Ah gotcha! Sorry my head had wandered off trying out some new dance steps .I simply wanted to make a distinction of "tribal art" as in cave paintings and in dance-and-songs that preserved the history by and for a tribe. They are called "folklore art" in my language. There are two very strong elements to them: 1. they must be appealing to the artistic senses (whatever those are), and 2. they must uphold the tradition by not changing the piece. This second part is the one thing that I wanted to so desperately point out separates cultural / commissioned / industrial art from creative arts.
In the folklore tradition, in the deep past, the stories were told unchanged. The songs were sung the same way, and there were no variations in the dance steps from an original.
That said, this preservation was more an effort than an all-out success. Some generations did change the content, even if ever so slightly.
So even though the songs, lyrics and dances lifted the spirit of the tribal members, they were emotive and mood-generating, they were not the brain children of the creative efforts of the performers.
Whereas today more and more never-before-heard, catchy, beautiful, spirit-lifting poetry and songs are made by artists, and the public values these individual creative efforts. In the song-and-dance you talked about before, there were no ongoing creative efforts.
Yeah, that's true.
Right, hence your talk of -So I am trying to say that many people in this thread put down that to them art comes from within, it is a giving out of the self, writing a poem, story, song, takes them down to depths they can't fathom, etc. etc. etc., but the other kind, which you surprised our readership here with, the traditional carrying on of old tales, can't be reconciled with the process when this incredible need to put out what's inside a person makes peole poe, sing, or dance.

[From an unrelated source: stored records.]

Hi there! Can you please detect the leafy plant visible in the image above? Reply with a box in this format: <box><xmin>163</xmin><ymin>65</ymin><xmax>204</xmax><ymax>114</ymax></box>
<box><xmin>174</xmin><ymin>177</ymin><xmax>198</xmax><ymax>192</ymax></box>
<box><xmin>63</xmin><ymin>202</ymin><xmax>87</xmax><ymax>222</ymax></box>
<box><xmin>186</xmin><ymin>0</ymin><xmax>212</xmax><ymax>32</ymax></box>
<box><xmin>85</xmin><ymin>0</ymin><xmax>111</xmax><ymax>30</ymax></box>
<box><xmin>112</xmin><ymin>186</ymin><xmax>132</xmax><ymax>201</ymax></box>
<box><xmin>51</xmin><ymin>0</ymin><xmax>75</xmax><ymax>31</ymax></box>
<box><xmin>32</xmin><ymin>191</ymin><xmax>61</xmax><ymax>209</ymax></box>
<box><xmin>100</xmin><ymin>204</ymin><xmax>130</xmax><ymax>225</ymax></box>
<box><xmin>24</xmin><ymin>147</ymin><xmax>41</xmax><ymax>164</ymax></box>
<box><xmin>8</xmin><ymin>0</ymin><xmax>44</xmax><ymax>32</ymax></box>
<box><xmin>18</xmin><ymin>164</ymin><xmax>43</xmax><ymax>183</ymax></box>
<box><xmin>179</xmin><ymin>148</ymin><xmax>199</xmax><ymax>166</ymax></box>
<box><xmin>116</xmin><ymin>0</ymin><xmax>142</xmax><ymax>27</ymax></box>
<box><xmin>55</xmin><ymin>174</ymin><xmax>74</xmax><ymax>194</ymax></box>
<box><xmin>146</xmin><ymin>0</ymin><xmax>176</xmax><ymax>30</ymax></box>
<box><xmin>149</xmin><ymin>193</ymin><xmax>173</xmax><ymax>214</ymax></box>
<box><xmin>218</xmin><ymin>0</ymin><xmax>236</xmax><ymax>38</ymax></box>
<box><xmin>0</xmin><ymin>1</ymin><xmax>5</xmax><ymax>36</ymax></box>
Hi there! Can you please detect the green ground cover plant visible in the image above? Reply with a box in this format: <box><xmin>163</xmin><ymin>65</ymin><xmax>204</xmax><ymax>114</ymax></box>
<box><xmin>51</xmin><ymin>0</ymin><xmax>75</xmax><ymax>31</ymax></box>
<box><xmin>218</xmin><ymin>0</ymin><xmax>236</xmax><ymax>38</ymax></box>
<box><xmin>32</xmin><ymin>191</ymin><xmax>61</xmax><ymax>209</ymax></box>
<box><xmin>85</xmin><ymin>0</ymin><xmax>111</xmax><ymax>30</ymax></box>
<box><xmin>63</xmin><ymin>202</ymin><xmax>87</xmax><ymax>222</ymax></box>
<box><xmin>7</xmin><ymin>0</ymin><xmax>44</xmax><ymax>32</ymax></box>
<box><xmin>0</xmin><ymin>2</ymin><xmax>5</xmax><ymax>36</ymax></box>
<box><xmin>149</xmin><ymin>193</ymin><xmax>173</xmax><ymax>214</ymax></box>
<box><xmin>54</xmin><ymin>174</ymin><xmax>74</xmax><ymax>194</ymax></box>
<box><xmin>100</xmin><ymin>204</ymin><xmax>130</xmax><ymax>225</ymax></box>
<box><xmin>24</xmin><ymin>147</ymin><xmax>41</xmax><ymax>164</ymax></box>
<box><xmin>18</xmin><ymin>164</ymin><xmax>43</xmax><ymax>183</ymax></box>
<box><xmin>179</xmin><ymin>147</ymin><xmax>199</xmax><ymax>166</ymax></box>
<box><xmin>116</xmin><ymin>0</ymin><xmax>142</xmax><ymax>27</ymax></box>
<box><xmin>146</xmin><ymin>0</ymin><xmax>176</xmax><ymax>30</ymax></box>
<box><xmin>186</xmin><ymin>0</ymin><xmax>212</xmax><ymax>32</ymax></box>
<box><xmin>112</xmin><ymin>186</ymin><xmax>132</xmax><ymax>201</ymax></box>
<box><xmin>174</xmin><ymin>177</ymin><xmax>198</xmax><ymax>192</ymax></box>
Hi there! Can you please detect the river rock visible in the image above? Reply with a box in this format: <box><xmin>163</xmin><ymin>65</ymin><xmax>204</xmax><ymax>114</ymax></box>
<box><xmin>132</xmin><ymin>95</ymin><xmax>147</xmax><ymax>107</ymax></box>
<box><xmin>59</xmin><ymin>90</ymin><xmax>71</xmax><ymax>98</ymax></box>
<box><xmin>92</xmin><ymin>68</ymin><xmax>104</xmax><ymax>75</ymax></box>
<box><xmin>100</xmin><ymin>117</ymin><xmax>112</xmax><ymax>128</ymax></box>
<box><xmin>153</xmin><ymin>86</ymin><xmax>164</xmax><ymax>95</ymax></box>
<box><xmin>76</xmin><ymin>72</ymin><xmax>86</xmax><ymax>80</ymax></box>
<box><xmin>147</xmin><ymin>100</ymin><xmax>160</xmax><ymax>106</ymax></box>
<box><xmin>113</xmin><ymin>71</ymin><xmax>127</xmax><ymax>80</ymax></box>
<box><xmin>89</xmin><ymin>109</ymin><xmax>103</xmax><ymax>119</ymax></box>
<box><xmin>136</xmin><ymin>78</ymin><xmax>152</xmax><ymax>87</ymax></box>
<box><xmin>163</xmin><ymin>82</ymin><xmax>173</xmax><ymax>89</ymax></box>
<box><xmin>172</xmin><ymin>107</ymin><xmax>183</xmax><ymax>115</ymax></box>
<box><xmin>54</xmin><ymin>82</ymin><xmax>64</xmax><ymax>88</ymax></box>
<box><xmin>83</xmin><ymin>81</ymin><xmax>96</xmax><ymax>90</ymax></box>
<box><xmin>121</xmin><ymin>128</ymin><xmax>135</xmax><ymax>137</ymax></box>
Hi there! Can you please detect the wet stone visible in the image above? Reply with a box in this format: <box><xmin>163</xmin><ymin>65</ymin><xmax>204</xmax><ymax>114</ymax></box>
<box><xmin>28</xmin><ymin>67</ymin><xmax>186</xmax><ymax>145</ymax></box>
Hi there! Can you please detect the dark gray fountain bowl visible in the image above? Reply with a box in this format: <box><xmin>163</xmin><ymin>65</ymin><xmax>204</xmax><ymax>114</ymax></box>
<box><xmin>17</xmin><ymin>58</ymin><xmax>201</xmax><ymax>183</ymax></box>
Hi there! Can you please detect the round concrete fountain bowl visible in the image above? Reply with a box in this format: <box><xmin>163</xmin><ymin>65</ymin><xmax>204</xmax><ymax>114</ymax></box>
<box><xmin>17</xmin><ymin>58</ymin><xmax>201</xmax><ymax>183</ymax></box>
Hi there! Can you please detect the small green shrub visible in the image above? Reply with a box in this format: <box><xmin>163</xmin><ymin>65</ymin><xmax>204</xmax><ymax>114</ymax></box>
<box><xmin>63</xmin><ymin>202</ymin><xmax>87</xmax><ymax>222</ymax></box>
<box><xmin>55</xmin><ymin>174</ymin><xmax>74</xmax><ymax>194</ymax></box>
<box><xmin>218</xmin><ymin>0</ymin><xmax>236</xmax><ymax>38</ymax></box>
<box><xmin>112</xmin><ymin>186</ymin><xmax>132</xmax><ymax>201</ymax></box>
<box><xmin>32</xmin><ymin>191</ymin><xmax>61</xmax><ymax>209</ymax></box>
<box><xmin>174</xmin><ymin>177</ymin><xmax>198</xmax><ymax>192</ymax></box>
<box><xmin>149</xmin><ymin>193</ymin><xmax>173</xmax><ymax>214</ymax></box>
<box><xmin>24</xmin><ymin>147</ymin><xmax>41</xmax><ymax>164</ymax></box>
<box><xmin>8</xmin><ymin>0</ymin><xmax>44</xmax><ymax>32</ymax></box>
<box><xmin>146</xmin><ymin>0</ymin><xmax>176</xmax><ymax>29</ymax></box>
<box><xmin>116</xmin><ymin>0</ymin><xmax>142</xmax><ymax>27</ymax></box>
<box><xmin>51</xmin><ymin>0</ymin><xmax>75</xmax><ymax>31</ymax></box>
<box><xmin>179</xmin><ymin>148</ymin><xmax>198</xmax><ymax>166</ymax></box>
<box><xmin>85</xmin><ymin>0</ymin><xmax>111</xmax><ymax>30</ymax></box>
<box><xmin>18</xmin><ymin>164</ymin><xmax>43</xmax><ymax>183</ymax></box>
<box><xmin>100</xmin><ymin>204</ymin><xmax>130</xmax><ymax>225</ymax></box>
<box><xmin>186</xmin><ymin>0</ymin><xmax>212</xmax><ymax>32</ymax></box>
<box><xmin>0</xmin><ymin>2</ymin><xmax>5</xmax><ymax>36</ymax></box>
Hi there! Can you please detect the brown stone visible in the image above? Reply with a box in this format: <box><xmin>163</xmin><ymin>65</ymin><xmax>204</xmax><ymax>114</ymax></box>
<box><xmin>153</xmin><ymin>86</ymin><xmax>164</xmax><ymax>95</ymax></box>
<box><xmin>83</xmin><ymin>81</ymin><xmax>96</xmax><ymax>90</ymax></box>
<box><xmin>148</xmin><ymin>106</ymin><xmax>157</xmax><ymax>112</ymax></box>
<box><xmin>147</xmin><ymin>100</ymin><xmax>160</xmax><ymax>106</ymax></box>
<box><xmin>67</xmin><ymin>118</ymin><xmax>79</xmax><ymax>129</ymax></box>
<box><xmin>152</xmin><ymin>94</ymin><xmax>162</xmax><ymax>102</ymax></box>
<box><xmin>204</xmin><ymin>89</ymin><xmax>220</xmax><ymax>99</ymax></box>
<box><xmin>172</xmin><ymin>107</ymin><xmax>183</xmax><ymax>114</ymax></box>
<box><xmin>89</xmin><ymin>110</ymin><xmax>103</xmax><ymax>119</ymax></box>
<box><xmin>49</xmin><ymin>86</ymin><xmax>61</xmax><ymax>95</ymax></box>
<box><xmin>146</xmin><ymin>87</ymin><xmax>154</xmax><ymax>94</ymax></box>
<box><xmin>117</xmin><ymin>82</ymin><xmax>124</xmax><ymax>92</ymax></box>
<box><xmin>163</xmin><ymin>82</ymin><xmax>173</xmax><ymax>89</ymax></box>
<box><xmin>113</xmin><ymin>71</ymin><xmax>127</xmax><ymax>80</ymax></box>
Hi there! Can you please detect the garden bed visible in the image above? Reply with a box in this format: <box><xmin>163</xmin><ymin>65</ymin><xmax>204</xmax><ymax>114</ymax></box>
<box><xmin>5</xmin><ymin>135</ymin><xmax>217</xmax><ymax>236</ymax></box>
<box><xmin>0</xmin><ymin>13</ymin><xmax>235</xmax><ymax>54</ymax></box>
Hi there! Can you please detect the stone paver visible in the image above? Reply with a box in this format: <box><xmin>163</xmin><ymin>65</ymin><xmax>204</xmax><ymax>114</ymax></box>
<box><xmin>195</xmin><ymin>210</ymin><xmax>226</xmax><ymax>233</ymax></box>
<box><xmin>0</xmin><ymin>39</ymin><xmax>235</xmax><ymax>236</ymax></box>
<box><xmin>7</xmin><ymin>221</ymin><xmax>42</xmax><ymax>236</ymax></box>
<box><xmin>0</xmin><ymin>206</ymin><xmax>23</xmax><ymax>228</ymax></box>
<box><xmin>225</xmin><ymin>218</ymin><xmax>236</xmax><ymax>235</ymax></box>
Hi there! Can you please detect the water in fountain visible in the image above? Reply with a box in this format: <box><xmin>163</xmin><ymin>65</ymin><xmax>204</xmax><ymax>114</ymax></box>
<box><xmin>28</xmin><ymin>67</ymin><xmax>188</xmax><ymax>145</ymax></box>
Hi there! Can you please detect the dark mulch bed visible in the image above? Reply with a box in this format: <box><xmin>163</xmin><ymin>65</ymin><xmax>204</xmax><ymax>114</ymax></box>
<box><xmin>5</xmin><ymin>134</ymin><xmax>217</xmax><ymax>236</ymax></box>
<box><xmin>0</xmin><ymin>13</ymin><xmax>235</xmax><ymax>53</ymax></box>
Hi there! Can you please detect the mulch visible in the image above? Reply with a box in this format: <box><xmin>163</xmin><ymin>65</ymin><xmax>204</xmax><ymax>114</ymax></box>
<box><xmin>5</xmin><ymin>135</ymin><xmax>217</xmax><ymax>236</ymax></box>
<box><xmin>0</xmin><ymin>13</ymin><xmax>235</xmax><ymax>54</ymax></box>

It's an interesting idea. We have psychology and sociology, but 'a culture of individualism' is a bit of a conundrum, maybe needs a new meta philosophical approach. An anthropologist mate of mine reckons 'the individual' was invented, I forget, a couple of hundred years ago, something like that. Not exactly sure what she meant, but it feels sort of right. And what you're saying about art reflects that.There should be a branch of philosophy that treats human endeavours from two points of view, each, and without exception: from the individual's point of view, and from society's point of view. One shall be forced to realize that there are two religions, two moralities, two emotions, two laws, two educational systems, two institutions of each kind, two of everything, as the needs and understandings of individuals are incredibly (but not wholly) different from those of society.